1) a device scans to see if there is already an AP
if there is an AP it meshes with that AP
If there is no AP it backs off a random amount of time and re-scans; if at that time, it again finds no AP it establishes itself as the AP
2) the random amount of time allows the device that drew the shortest amount of random wait time to win the AP role;
but only in the situation where there is no existing AP and more than one device is competing for it.

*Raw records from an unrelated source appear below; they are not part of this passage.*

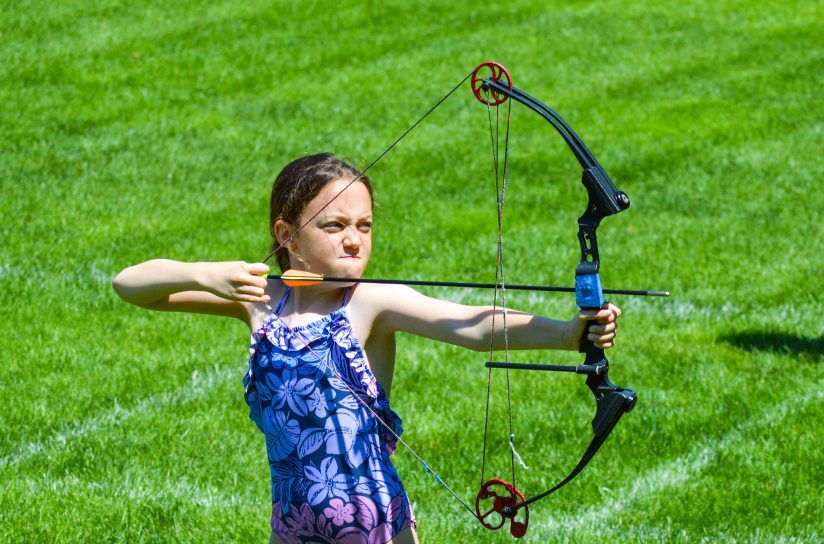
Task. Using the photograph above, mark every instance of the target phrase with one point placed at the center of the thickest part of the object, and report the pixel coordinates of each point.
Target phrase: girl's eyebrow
(343, 217)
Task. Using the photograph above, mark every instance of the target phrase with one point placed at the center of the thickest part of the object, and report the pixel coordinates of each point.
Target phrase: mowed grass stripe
(679, 472)
(199, 386)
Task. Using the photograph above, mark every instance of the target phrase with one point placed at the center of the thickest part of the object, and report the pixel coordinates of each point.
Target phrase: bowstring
(331, 368)
(397, 437)
(501, 182)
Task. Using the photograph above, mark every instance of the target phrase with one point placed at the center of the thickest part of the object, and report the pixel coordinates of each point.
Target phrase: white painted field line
(196, 388)
(675, 472)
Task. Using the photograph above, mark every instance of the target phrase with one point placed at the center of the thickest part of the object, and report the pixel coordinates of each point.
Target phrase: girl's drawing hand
(602, 334)
(236, 280)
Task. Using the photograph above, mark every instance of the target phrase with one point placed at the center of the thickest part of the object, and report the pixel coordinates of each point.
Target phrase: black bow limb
(604, 199)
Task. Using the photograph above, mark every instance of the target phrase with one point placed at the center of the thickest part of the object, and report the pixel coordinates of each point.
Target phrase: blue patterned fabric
(308, 389)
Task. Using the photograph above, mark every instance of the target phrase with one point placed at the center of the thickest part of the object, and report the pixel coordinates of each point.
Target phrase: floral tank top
(312, 394)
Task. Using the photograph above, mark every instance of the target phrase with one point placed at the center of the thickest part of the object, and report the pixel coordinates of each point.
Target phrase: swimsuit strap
(282, 301)
(346, 297)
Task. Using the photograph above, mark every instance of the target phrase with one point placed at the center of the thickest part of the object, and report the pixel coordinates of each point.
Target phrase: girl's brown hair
(297, 184)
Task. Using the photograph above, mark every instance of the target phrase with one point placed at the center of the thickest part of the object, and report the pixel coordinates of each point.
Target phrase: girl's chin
(350, 268)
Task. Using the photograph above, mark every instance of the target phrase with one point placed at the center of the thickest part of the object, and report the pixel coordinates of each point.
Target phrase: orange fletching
(299, 278)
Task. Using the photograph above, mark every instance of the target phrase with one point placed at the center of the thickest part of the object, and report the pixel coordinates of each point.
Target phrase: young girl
(322, 357)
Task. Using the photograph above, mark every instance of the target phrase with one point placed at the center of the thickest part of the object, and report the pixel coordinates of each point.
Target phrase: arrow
(300, 278)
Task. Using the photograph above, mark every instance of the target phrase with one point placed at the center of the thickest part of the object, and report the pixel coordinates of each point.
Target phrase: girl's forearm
(153, 280)
(526, 331)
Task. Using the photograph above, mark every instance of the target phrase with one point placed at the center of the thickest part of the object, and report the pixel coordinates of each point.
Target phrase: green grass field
(131, 131)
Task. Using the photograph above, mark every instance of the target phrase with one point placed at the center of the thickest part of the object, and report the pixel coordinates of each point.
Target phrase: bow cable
(370, 165)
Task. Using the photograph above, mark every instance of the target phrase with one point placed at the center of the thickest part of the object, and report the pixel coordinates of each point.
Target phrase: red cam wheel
(493, 498)
(495, 72)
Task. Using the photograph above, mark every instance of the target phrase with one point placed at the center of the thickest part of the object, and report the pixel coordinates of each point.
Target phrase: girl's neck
(319, 300)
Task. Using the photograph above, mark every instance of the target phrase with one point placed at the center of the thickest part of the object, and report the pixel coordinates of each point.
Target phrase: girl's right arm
(222, 288)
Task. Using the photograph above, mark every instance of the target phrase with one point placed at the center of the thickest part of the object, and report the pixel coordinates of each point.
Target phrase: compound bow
(499, 501)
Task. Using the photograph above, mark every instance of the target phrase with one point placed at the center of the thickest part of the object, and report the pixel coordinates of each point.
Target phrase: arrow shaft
(471, 285)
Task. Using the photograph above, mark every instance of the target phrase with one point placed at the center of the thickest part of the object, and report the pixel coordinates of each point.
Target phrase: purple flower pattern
(332, 479)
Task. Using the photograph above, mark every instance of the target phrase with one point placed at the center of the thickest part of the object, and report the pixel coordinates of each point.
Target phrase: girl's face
(338, 242)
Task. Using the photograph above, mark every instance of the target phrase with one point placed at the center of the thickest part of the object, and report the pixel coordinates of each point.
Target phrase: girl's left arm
(406, 310)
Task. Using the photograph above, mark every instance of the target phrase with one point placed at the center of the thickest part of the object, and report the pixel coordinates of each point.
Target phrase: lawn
(132, 131)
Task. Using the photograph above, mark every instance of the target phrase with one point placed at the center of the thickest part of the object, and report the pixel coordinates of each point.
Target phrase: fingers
(258, 269)
(603, 332)
(252, 293)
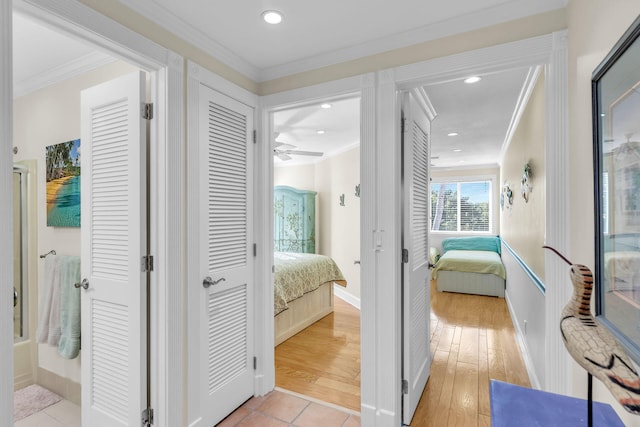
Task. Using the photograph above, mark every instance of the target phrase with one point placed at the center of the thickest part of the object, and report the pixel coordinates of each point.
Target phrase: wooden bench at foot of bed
(303, 312)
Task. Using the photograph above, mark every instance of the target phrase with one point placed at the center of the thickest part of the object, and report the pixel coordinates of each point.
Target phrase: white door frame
(6, 213)
(551, 52)
(166, 186)
(380, 211)
(359, 86)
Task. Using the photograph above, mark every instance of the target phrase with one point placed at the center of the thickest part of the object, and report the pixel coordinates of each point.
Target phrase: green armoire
(294, 220)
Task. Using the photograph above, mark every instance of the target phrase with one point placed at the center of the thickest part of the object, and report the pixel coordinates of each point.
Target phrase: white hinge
(146, 263)
(147, 111)
(147, 417)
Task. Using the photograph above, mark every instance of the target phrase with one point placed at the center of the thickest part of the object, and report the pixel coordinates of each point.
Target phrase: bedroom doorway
(316, 178)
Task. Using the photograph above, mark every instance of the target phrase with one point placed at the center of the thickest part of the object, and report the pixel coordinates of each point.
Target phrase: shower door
(19, 253)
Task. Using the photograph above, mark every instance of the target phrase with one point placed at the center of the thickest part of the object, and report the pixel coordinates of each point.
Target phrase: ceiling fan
(284, 151)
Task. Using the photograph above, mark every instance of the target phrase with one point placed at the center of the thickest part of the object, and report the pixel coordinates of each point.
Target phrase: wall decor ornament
(506, 197)
(525, 182)
(63, 184)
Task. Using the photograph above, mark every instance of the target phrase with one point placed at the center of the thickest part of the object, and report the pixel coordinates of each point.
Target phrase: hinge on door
(147, 417)
(147, 263)
(147, 111)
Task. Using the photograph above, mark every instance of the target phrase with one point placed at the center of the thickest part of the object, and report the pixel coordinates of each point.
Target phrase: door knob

3) if the existing AP drops out then the same method to establish a new AP is used.

I'm not sold that we need a synchronizing time base....TCPIP if I have it right will accommodate the resend of broken transmissions...so the issue is in getting a design that
establishes and if needed re-establishes the mesh AP.
There is the special case where a device finds itself alone..we need to consider what to do while it waits for the company of another device.

Randomness is established via the analog pin voltage being used as the seed value.
Since we are considering the bssid (MAC) as establishing a unique mesh ID its uniqueness is good to use for back off time ( frees up the analog pin)...the bssid value modulo some large number to create unique back off time for establishing the device that wins the AP role. Almost the same as a designated device for the AP but not really since the device with the lowest bssid will only win if it is simultaneously competing for the AP role.